Naturellement, la controverse Abou Mazen / Barghouti reflète en partie cette confrontation personnelle et générationnelle. Abou Mazen représente la vielle garde du Fatah, tandis que son adversaire représente le combattant des deux Intifadas. Mais en réalité, il s'agit de la confrontation entre deux visions du monde et les deux grandes stratégies [qui vont avec] pour conduire la bataille de la libération nationale palestinienne.

C'est en 1974, lorsque j'ai établi le contact avec la direction palestinienne, que j'ai entendu pour la première fois le nom d'Abou Mazen. J'avais demandé à mon premier partenaire, Sa'id Hamami - martyre de la paix - de me dire qui était ses commanditaires. Il m'informa en privé que le Fatah avait établi, pour diriger les contacts avec les Israéliens, un comité composé de trois membres. Je les appelais "les trois Abous" - Abou Amar (Yasser Arafat), Abou Mazen (Mahmoud Abbas) et Abou Iyad (Salah Khalaf).

Des trois, Abou Mazen était directement chargé des affaires israéliennes. Il avait passé sa thèse de doctorat à l'Université de Moscou : "Les activités du mouvement sioniste pendant l'Holocauste". Un jour, j'ai même été chargé de lui apporter des livres sur l'affaire Kastner (les négociations entre le "Zionist Rescue Committee" - le comité de sauvetage sioniste - et Adolph Eichmann en 1944).

Je l'ai rencontré pour la première fois en face à face alors que je faisais partie d'une délégation du Conseil Israélien pour la Paix Israélo-Palestinienne (le Général Matti Peled, l'ancien Directeur du Trésor Ya'acov Arnon et moi-même). Nous avions été invités, en janvier 1983, à rencontrer Arafat à Tunis. Avant la réunion, nous avions parlé avec Abou Mazen, ainsi que pour toutes les réunions qui suivirent à Tunis : nous discutions toujours de nos idées d'abord avec Abou Mazen, ensuite nous présentions nos propositions à Arafat, puis c'est nous qui avions le mot de la fin.

Cette expérience m'aide à comprendre, par les temps qui courent, quelle est l'approche d'Abou Mazen. Sa stratégie se présente ainsi :

l'effort principal palestinien doit être dirigé vers les Etats-Unis et le public israélien. Il y a là une occasion de changer la politique partiale du Président Bush. Pendant son deuxième mandat ce dernier peut se permettre d'ignorer le lobby juif, puisque de toute manière il ne plus être réélu.

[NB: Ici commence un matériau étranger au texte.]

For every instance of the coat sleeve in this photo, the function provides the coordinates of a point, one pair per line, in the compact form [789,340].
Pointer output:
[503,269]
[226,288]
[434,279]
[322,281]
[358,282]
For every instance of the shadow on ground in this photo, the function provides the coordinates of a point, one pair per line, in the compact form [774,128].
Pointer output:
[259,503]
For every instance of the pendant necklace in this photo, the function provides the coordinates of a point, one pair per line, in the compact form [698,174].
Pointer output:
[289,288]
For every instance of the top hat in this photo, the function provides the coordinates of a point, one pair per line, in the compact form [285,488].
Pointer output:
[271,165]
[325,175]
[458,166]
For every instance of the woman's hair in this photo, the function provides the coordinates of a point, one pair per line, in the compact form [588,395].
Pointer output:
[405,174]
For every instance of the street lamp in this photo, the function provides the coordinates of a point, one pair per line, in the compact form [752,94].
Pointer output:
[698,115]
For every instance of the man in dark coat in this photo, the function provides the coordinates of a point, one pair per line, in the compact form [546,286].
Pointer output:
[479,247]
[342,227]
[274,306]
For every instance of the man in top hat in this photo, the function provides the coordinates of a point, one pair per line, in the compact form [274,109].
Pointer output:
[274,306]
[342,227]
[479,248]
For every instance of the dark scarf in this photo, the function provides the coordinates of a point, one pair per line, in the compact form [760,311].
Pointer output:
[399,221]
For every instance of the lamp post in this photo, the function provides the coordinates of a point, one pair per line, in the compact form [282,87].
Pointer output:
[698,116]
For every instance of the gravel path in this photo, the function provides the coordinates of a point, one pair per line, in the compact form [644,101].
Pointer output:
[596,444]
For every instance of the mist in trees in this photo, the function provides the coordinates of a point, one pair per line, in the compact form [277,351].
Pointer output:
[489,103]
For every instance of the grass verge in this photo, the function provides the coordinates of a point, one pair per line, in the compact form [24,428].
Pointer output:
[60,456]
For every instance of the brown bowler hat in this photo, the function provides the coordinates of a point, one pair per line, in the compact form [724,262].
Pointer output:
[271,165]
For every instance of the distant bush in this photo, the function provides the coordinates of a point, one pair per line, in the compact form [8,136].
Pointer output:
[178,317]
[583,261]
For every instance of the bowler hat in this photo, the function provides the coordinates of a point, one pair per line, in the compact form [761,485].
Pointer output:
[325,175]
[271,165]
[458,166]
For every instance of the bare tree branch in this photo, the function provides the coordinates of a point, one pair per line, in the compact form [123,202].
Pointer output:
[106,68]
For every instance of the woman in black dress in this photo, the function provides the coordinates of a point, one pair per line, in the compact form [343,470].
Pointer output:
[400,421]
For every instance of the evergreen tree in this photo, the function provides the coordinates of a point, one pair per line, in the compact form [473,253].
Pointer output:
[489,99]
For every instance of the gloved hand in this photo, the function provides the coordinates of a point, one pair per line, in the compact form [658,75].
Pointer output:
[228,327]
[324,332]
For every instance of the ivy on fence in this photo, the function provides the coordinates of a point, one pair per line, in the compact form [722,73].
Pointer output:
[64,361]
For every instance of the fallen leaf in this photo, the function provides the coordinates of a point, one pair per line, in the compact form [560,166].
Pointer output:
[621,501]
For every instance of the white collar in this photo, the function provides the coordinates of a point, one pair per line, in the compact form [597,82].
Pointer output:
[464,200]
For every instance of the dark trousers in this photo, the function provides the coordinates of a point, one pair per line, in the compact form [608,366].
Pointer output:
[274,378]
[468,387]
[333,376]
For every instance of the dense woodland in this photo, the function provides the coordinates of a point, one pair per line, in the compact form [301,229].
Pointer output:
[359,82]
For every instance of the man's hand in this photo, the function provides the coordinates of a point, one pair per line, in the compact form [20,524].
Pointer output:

L'opinion publique israélienne, elle aussi, peut être changée. Pour cela, il faut mettre fin à l'Intifada armée. Selon le point de vue d'Abou Mazen, cela n'a apporté aucun bénéfice aux Palestiniens, mais a plutôt fait mal à leur cause.

La plus grande partie de la jeune génération du Fatah rejette ce point de vue au loin. Ils pensent qu'il se base sur des illusions. Bush est sous l'influence de Sharon et de toutes façons il fait partie des fondamentalistes chrétiens qui soutiennent la droite la plus extrême en Israël. D'autre part, ce n'est pas la peine de compter sur le Camp de Paix Israélien, il a oublié les Palestiniens dans leurs heures les plus sombres. A part quelques petits groupes, il n'a rien fait pour faire cesser l'occupation brutale, les massacres, la destruction et la famine, ainsi que le mur de séparation étouffant et l'expropriation des terres et de l'eau. Tout ce que fait le Camp pour la Paix, c'est pondre des papiers qui n'ont pas le moindre effet.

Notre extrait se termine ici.